To save disk space in your home folder, we recommend that you let pytorch use the pre-built models that we already downloaded for you (about 1.9G):

mkdir -p ~/.cache/torch/hub/checkpoints
ln -s /usr/shared/CMPT/big-data/dot_torch_shared/checkpoints/* ~/.cache/torch/hub/checkpoints
Learn about Pytorch usage
To familiarize yourself with PyTorch, have a look at the Examples on Tensors, or the NN module, or briefly skim over the 60 min blitz tutorial.

Task 1: Finding rectangles
A nice blog-post by Johannes Rieke presents a simple setup from scratch that finds rectangles in a black & white image. In order to play with it, we just have to translate a few calls from Keras to PyTorch.

To familiarize yourself with using pytorch, have a look at the Examples. The following code is preparing our training setup.

Running Environment for this Assignment
I use Google Colab as the running environment. So some of the code is commented out after submitted for lab testing environment.
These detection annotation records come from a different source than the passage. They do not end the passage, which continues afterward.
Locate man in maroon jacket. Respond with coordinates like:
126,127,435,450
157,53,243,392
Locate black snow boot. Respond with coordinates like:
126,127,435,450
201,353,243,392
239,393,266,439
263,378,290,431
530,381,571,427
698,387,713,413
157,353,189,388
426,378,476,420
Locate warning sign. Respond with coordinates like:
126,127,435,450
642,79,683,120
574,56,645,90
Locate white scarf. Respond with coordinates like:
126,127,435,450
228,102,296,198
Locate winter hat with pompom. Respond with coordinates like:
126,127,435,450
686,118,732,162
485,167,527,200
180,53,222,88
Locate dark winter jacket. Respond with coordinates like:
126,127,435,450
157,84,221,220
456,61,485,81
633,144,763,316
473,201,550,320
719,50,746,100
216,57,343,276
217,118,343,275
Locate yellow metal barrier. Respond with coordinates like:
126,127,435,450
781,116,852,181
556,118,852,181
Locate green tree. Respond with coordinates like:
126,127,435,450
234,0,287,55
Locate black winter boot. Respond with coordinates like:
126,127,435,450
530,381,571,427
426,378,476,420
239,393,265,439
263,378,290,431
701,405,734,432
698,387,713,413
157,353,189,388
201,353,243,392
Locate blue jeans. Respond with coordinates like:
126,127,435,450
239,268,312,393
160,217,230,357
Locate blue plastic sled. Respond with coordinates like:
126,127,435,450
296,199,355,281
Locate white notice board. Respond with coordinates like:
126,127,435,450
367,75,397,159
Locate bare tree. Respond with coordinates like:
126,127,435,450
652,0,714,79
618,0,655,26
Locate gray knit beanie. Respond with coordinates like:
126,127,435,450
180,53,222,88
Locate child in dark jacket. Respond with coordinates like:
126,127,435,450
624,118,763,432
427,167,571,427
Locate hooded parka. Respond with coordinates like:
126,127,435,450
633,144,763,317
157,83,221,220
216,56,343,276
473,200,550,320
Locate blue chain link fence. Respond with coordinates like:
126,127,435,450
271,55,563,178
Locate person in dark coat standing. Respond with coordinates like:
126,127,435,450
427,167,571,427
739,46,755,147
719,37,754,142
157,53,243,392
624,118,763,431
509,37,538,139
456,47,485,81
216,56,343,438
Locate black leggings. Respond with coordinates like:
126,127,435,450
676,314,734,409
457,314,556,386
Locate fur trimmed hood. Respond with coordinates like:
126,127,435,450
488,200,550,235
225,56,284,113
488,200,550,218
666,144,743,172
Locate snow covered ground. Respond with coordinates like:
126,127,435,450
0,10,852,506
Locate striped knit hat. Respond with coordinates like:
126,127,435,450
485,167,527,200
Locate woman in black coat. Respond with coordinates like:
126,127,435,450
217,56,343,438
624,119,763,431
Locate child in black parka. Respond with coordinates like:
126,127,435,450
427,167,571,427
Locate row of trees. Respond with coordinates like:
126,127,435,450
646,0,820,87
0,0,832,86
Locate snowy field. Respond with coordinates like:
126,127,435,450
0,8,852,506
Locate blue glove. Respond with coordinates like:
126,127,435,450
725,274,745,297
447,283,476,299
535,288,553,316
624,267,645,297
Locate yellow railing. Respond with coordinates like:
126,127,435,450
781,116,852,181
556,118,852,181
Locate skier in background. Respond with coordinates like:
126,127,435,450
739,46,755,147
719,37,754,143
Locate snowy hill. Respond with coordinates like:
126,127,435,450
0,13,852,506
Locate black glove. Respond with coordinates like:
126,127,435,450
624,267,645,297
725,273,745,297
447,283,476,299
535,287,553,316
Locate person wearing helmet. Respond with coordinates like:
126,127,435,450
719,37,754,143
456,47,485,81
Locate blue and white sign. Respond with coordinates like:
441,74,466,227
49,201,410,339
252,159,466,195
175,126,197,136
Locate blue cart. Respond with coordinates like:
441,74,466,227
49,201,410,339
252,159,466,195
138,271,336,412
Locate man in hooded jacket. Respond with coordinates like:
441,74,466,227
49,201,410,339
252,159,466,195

# to check GPU memory, uncomment and run the following line
# from google.colab import drive
# drive.mount('/content/drive')
!{'nvidia-smi'}
Drive already mounted at /content/drive; to attempt to forcibly remount, call drive.mount("/content/drive", force_remount=True).
Fri Feb 17 22:14:06 2023       
+-----------------------------------------------------------------------------+
| NVIDIA-SMI 510.47.03    Driver Version: 510.47.03    CUDA Version: 11.6     |
|-------------------------------+----------------------+----------------------+
| GPU  Name        Persistence-M| Bus-Id        Disp.A | Volatile Uncorr. ECC |
| Fan  Temp  Perf  Pwr:Usage/Cap|         Memory-Usage | GPU-Util  Compute M. |
|                               |                      |               MIG M. |
|===============================+======================+======================|
|   0  Tesla T4            Off  | 00000000:00:04.0 Off |                    0 |
| N/A   58C    P0    28W /  70W |   4430MiB / 15360MiB |      0%      Default |
|                               |                      |                  N/A |
+-------------------------------+----------------------+----------------------+
                                                                               
+-----------------------------------------------------------------------------+
| Processes:                                                                  |
|  GPU   GI   CI        PID   Type   Process name                  GPU Memory |
|        ID   ID                                                   Usage      |
|=============================================================================|
|    0   N/A  N/A      2932      C                                    4427MiB |
+-----------------------------------------------------------------------------+
import numpy as np
from IPython.display import display, Markdown
import matplotlib.pyplot as plt
import matplotlib

# Create images with random rectangles and bounding boxes. 
num_imgs = 50000

img_size = 8
min_object_size = 1
max_object_size = 4
num_objects = 1

bboxes = np.zeros((num_imgs, num_objects, 4))
imgs = np.zeros((num_imgs, img_size, img_size))  # set background to 0

for i_img in range(num_imgs):
    for i_object in range(num_objects):
        w, h = np.random.randint(min_object_size, max_object_size, size=2)
        x = np.random.randint(0, img_size - w)
        y = np.random.randint(0, img_size - h)
        imgs[i_img, x:x+w, y:y+h] = 1.  # set rectangle to 1
        bboxes[i_img, i_object] = [x, y, w, h]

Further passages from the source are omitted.